At this point, things become hazy (for me). As near as I can tell, many philosophers continue to practice recognizable ancient forms of their vocation—without formal organization, or with some adjustment (converting to Christianity or moving to Persian territory in search of more lenient political regimes). When philosophy re-emerges in the West (in the courts of Byzantine emperors, the notes of learned monks, the lectures of medieval cathedral schools), it is pedantic commentary on what has become an alien experience (the old religion that was ancient philosophy). People who live dedicated lives in the manner of the old philosophers are often unlearned friars or hermits (whose primary intellectual stimulus, where it exists, is more likely to come from Christian prayers and liturgy than from ancient relics of paganism). Meanwhile, people who study those relics, right up until the Renaissance, are motivated mostly by ‘idle’ (in the pejorative medieval sense) curiosity, which they attempt to redeem by inventing theology (the first modern science! and quite dismal, though it has some funny consequences, like Ramon Llull trying to convert Muslim philosophers to Christianity with logic: at least he recognized the futility of violence).

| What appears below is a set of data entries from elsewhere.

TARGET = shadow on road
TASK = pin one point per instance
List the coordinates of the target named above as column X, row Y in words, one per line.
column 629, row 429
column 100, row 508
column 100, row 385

Hunting proof that God really exists in a particular and predictable way, Western theologians stumble into the Enlightenment (with absurd hopes of understanding all things, hopes that many ancient Greek philosophers would have joined generations of Indians and Chinese—Ajivikas, Carvakas, Buddhists, Daoists—in deploring). From the Enlightenment, the Western theologian emerges transformed into the professor, a pedant in love with this unique idol of Reason, an image (Greek εἴδωλον) that exists without any obvious grounding in historical experience or culture (since he inherits it reading from old texts whose practical historical circumstances have vanished: he is reading the liturgy for rites he has never seen, let alone participated in). And so today, we find a strange disjunction between philosophy in the West, such as it is (a rational mind cut off from irrational passions), and philosophy in the East (which has never lost the sense that humanities we cultivate must cohere to inform some kind of human life good in its entirety, its rational and irrational parts: the mind is an expression of the passions, a tool of the passions, something we develop not to overwhelm but to guide and enjoy them safely).

That is, more or less, the territory I see my project covering (with a great many detours to discuss ideas and practices that we have forgotten in the West). I freely confess that I am rather crazy, that some of my passion for this vision of Western philosophy comes from a personal perspective that involves me playing a role in my own society not altogether unlike that of the ancient Cynic. I seek a simpler life, closer to nature than history places me—and my best position in society appears to involve more ridicule or indifference than plaudits. I have no great track record in publications, little interest or money for academic conferences, and much of what I think about philosophy and humanities flies directly in the face of the modern American university. Like Diogenes, I deface the currency.